Trigger Warning! Top IRS Audit Triggers

There are a lot of things that can trigger an IRS audit. Simply put, the IRS identifies them as red flags because they potentially increase the likelihood of one of two things - you are under-reporting income or over-reporting deductions.

High-Income Taxpayers with Unsettled Debts:
The IRS created the 'High Wealth, High Balance Due Taxpayer Field Initiative' to prioritize high-end collections targeting those with over $1 million income and $250,000+ in tax debt.

Partnerships and Pass-Through Entities:
The IRS uses AI to identify possible compliance risks and intensify examinations of large and complex partnership returns covering industries like hedge funds and publicly traded partnerships. These partnerships have an average of over $10 billion in assets.

Transactions Involving Digital Assets:
The IRS is cracking down on transactions involving digital currencies after a reported potential for a 75% non-compliance rate among taxpayers.

Form 1099 and Document Matching Reporting:
Not reporting your entire income greatly increases your odds of getting audited. The IRS compares the amounts submitted on forms like 1099, W-2, and K-1 with the amounts you report on your return.

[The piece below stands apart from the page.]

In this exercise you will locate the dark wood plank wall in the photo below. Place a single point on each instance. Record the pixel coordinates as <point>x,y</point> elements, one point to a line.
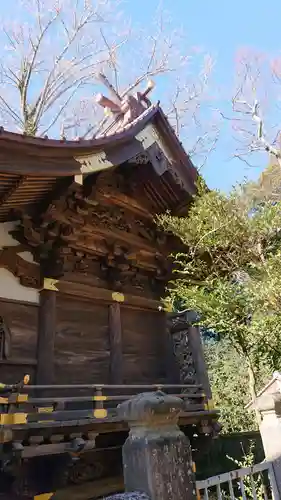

Profit and Loss in Business (Schedule C):
Taxpayers running businesses should avoid abusing deductions, maintain meticulous records, and allocate personal and business expenses separately to decrease their chances of being audited. Understanding how audit triggers impact taxpayers is essential for minimizing financial risk. Certain actions, such as claiming large losses or inconsistent income reporting, can raise red flags with tax authorities. By adopting best practices in record-keeping and expense reporting, taxpayers can reinforce their defenses against potential audits.

Employer Retention Credit Submissions:
The IRS is taking steps to stop the many abuses of the Employer Retention Credit. They are offering a window where taxpayers who submitted questionable claims can withdraw an ERC claim that hasn't yet been paid, and/ort a voluntary disclosure program for those who did not meet eligibility requirements and want to repay the funds received. Understanding irs notice cp14 implications is vital for taxpayers who may receive this type of notification. It indicates that there may be issues with their tax return, and taking prompt action can help resolve potential penalties or further complications. Consulting with a tax professional can provide clarity and guidance on how to address the notice effectively.

Gig Work and Side Hustles:
Earnings from side hustles must be reported, emphasizing accurate income reporting and potential self-employment tax payments, whether you received Form 1099 or not.

Home Office Expense Deductions:
Deducting home office expenses requires strict adherence to rules, including dedicated office use, and may necessitate proving expenses in case of an IRS audit.

Distinguishing Business from Hobby:
Writing off expenses for a business is allowable - writing off expenses for a hobby is not. If your business hasn't shown a profit in at least three out of five years, the IRS will view your business as a hobby. Proper books and records are crucial for businesses to establish legitimacy.

Cash-Based Businesses:
Cash-based businesses, especially those with tips, must maintain diligent record-keeping to avoid IRS scrutiny, including reporting large cash transactions through Form 8300.

Foreign Financial Accounts:
If the IRS suspects that you have $10,000 or more in foreign financial accounts and have not filed a FinCEN Form 114, Report of Foreign Bank and Financial Accounts (FBAR), or if they believe you reported incorrectly or have misreported values on the FBAR, you may be subject to audit. this will more than likely trigger an audit. common reasons for irs audits often include discrepancies in reported income and the failure to report all sources of earnings. Frequent changes in your tax deductions or claiming large deductions that are not supported by documentation may also raise red flags. Understanding these factors can help you better prepare your tax filings and reduce the likelihood of an audit.

Abusive Tax Scheme Transactions:
The IRS has ongoing investigations meant to identify and halt taxpayers engaging in abusive tax schemes. Emerging scams involve the earned income tax credit, sick leave and family leave as well as false fuel tax credit claims. As taxpayers navigate the complexities of their returns, it's essential to stay informed on IRS tax updates for 2023 that may affect eligibility for various credits and deductions. Understanding these changes can help prevent costly mistakes and ensure compliance with new regulations. Additionally, taxpayers should remain vigilant against potential scams that may exploit these updates to mislead individuals into participating in fraudulent schemes.

An experienced tax professional can navigate the IRS's rules, statutes, and payment options to help you find the best way to eliminate your tax debt. Take the guesswork out of paying off your debt by speaking with a tax professional today.